3. Fazerdaze, Lucky girl. Dalla lontana Nuova Zelanda, Amelia Murray ci fa sentire fortunati di ascoltare un pezzo così piccolo, ingenuo ma non per questo debole. C’è tutta la forza di una ragazza che, pur di non perdere l’amato, ammette di avere un cuore duro e di essere fortunata di averlo avuto al suo fianco. Uno sfondo sonoro a tratti graffiante rende la dichiarazione più autentica e il binomio “lucky girl” diviene loop musicale in perfetta sintonia con le corde della chitarra elettrica.

4. Seapony, Where we go. Su una spiaggia di sassi e conchiglie, sotto un cielo di nuvole pastello, l’aria gentile corre invisibile. Dove va? Che cosa sussurra alle orecchie dei giovani innamorati che fissano l’oceano immaginando chissà quale futuro? Seattle, città fantasma dai colori tetri e dai grattacieli mastodontici, non vuole lasciare spazio alle piccole anime libere. È dolce l’aria della sera, il vento accarezza ma porta amarezza, perché dell’amore non c’è certezza.

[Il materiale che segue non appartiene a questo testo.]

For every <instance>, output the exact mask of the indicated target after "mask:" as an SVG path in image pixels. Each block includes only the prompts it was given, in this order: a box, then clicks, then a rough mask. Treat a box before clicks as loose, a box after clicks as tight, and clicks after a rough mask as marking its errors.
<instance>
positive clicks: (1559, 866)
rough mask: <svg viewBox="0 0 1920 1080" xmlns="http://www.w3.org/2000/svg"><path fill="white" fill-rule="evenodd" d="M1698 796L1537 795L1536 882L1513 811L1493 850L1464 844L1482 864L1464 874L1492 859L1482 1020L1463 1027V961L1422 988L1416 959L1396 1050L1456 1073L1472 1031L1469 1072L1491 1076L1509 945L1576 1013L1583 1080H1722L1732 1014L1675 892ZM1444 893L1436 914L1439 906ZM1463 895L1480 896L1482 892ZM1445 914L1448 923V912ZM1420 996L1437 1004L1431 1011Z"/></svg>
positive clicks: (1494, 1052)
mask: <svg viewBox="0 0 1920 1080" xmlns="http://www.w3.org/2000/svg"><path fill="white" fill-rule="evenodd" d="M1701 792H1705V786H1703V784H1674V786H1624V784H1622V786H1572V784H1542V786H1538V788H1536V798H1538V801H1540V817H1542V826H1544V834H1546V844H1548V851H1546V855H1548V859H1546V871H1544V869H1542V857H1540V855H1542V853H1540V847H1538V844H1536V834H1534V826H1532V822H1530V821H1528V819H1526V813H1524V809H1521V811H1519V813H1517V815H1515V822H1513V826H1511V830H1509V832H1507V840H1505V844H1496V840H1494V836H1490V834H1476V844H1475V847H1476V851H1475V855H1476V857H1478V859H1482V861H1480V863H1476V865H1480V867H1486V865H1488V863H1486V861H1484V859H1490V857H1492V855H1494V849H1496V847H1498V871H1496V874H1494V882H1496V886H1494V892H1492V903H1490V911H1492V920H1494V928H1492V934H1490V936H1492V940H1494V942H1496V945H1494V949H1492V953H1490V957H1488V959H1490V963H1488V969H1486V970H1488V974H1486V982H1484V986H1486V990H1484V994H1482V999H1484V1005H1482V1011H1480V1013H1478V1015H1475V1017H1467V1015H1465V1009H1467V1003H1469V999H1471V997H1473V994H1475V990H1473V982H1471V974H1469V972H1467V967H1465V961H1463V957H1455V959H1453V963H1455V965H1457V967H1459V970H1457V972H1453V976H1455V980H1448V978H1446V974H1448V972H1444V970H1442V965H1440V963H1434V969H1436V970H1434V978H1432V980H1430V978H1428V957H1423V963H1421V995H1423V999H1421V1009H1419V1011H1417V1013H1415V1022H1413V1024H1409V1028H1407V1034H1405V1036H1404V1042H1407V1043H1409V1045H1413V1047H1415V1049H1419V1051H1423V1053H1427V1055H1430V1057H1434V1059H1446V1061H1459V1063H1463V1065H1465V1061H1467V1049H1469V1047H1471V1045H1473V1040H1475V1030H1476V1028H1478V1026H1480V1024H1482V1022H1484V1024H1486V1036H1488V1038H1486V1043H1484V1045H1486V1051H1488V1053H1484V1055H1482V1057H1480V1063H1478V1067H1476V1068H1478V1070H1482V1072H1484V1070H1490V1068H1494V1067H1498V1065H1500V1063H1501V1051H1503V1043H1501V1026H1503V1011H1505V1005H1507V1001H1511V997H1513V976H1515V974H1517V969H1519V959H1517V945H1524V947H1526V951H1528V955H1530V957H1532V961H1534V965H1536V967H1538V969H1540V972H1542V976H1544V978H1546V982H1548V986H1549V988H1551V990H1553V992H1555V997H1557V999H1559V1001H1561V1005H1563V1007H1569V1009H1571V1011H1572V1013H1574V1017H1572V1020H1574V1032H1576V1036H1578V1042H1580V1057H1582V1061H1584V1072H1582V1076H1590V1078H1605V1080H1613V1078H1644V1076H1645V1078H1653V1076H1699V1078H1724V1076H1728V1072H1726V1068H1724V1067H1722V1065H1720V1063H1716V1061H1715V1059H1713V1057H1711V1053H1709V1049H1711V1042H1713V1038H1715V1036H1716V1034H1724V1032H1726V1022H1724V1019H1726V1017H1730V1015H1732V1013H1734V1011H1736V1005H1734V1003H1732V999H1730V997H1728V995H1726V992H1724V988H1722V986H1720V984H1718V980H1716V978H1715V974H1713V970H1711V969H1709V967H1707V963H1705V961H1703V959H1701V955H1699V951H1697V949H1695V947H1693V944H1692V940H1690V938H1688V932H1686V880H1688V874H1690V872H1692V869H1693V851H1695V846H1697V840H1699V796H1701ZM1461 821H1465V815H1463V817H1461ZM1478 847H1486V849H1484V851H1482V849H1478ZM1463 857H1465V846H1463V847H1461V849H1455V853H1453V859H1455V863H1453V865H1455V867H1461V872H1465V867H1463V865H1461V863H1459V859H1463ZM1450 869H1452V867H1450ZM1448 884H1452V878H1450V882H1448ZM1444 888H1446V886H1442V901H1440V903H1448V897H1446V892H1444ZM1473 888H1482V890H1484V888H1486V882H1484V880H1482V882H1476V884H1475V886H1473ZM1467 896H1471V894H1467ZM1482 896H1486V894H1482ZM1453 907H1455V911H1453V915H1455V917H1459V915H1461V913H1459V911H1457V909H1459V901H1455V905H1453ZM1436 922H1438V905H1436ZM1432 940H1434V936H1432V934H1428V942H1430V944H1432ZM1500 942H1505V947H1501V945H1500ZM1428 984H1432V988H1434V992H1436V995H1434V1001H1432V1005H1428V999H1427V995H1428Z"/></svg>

5. Surf Rock is Dead, As if. Kevin Pariso e Joel Witenberg dipingono un paesaggio sonoro contornato dallo skyline di Brooklin. Giocano nella simultaneità tra isolamento e relazioni genuine (rare). Il brano è caratterizzato da un flow leggero, spensierato ma allo stesso tempo pesante, da cerchio alla testa. Tante domande, nessuna risposta. Quando si è giovani si ha solo bisogno di respirare per uscire dagli ipnotici labirinti mentali. Poi si è pronti per nuove emozioni forti.

6. Turquoise, Mirador. Tratto dal primo EP Turquoise uscito il 15 marzo 2019, il brano ci apre a suoni analogici, chitarre riverberate, parole francesi melanconiche, introspezione ed elettricità. Il quartetto sembra già a fuoco, cresciuti tra le visioni persistenti dei Cocteau Twins e dei Cure. Nonostante ciò non risultano passatisti e ci mettono tanto del loro: il profumo synth pop emanato è fresco come un’onda sulla pancia quando ci si sta per tuffare nel blu del mare.

7. SASAMI, Not the time. Sasami Ashworth, cantautrice americana, ha la voce perfetta da ascoltare all’ombra dell’ultimo raggio accecante della giornata. Chitarrista dei Cherry Glazzer, ha pubblicato il suo album di debutto proprio nel marzo 2019, definendolo come un insieme di note scritte sul proprio cellulare per togliersi un peso emozionale. Se anche fosse, non ci sarebbe nulla di male: è dalla necessità che fiorisce l’arte più vera e duratura.

8. The Marìas, Déjate llevarQuesto quintetto di Los Angeles viaggia su un’estetica legata al vintage psichedelico e lounge, funky e jazz. Trasversali al dream pop propriamente detto, non si discostano molto dal tipico orizzonte sognante. Un tono old-school che ben si abbina a delle sneaker consumate dal sole californiano e dalla salsedine. Non si può che abbandonarsi a un tale sound e allo spagnolo suadente del testo.

9. Desert Ships, Time. Eastern Flow (2019) segna il ritorno della band londinese. Mikey Buckley, Daniel McLean e Claude Trejonis sonoi nomi di questi artisti che si fanno strada verso i paradisi della dreamwave. Il brano proposto è uno di quelli da sentire a passo veloce e sicuro in strade inebrianti e stordenti, col tempo della città che scorre parallelo al nostro incedere ritmato.

10. Blouse, Arrested. Portland fa da sfondo a questo brano, sporco e aggressivo ma al contempo dolce e melodico. Jacob Portrait (bassista degli Unknown Mortal Orchestra) e Charlie Hilton conciliano gli opposti. Si allontanano dagli inizi elettronici dell’album Blouse (2011) e propongono un suono più distorto, quasi da registrazione fatta in un garage, pur con una pedaliera invidiabile. Regalano tutta l’autenticità necessaria a fine giornata, quando si accendono le luci in strada e l’azzurro del cielo sprofonda tra i palazzi all’orizzonte.